Mathematical Edge Cases: Auditors typically look for logic bugs, not numerical edge cases that only manifest under specific boundary conditions.
Static Analysis Limitations: Traditional audits use static code analysis which doesn't explore the entire state space of how values interact.
Composability Complexity: Balancer V2's vault aggregates multiple pools. The vulnerability emerges from interactions between pools and the vault's accounting, not from a single function.
No Invariant Testing: The audit didn't include automated testing that verifies that D monotonically increases/decreases correctly under all swap scenarios.
Part 5: Defense Mechanisms
Solution 1: Fixed-Point Arithmetic Libraries (PRBMath)
Instead of writing custom divUp/divDown, use a vetted library:
// DON'T DO THIS:
function unsafeDiv(uint256 a, uint256 b) internal pure returns (uint256) {
return a / b; // Rounding direction unknown
}
// DO THIS:
import {Math} from "prb-math/Math.sol";
function properDiv(uint256 a, uint256 b) internal pure returns (uint256) {
// Returns the result rounded down
return Math.divDown(a, b);
// Or for rounding up:
return Math.divUp(a, b);
}
PRBMath advantage: Explicitly tracks precision and handles edge cases like division by zero in a mathematically sound way.
Solution 2: Formal Verification with Certora
Define invariants that must always hold and prove them mathematically:
When you run Certora on code with the vulnerability, it will find a test case that breaks this invariant.

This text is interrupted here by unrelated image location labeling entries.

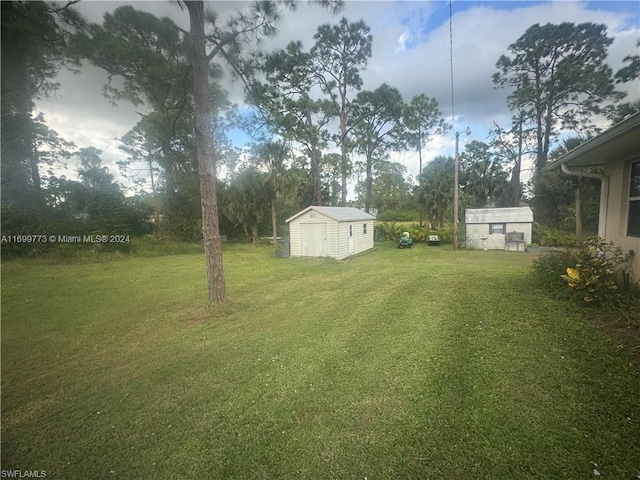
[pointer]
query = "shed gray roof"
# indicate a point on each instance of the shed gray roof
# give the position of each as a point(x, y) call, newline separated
point(498, 215)
point(618, 143)
point(339, 214)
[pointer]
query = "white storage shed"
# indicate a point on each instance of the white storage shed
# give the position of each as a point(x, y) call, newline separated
point(492, 228)
point(336, 232)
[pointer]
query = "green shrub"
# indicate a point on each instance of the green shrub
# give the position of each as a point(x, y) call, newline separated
point(553, 237)
point(591, 273)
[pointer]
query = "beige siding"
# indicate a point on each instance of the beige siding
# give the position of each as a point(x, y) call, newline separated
point(361, 241)
point(496, 241)
point(294, 231)
point(337, 235)
point(617, 211)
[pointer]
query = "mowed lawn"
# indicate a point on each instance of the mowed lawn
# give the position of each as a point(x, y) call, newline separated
point(423, 363)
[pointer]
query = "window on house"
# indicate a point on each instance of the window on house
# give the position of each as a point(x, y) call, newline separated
point(633, 219)
point(498, 228)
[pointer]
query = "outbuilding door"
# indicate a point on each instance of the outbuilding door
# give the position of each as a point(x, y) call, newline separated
point(313, 239)
point(352, 241)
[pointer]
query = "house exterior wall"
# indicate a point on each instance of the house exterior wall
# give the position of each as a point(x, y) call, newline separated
point(618, 210)
point(337, 235)
point(494, 241)
point(361, 240)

Solution 3: Batch Operation Invariant Testing
Use property-based testing to verify that batch operations don't accumulate errors:
// Foundry Fuzz Test Example
function testBatchSwapInvariantHolds(
uint256[] memory initialBalances,
BatchSwapStep[] memory swaps
) public {
// Setup: Create pool with initial balances
uint256 D_initial = calculateInvariant(initialBalances);
// Execute: Run all swaps
executeBatchSwap(swaps);
// Verify: The invariant should be consistent
uint256 D_final = calculateInvariant(getFinalBalances());
// CRITICAL: D should NEVER have rounding-induced dips
// It should only change due to economic reasons (fees, slippage, etc.)
// This test catches cases where rounding creates exploitable gaps
assertLessThanOrEqual(
D_final,
D_initial.add(expectedEconomicChange)
);
}
When you fuzz this test, after ~100 runs, it will find the boundary condition that exploits the rounding error.

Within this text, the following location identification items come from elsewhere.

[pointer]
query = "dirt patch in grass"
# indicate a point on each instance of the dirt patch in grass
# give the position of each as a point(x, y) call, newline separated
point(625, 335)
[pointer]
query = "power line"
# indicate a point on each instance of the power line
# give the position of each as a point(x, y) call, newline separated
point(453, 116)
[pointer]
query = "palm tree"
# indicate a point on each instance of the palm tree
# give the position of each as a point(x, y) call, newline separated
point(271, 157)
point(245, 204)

Solution 4: Bidirectional Rounding
Ensure that upscaling and downscaling use opposite rounding directions:
// BEFORE (vulnerable):
function _upscaleArray(uint256[] memory balances)
internal
pure
returns (uint256[] memory scaled)
{
for (uint256 i = 0; i < balances.length; i++) {
// Always rounds DOWN
scaled[i] = Math.mulDown(balances[i], scalingFactor[i]);
}
}
// AFTER (fixed):
function _upscaleArray(
uint256[] memory balances,
bool[] memory isTokenIn
)
internal
pure
returns (uint256[] memory scaled)
{
for (uint256 i = 0; i < balances.length; i++) {
if (isTokenIn[i]) {
// Token going INTO pool: round UP (ensures pool gets enough)
scaled[i] = Math.mulUp(balances[i], scalingFactor[i]);
} else {
// Token going OUT of pool: round DOWN (protects pool)
scaled[i] = Math.mulDown(balances[i], scalingFactor[i]);
}
}
}
Part 6: Code Examples for Junior Engineers
Example 1: Simple Rounding Implementation
// Solidity File: Math.sol
pragma solidity 0.8.19;
library Math {
// Divide and round down (Solidity default)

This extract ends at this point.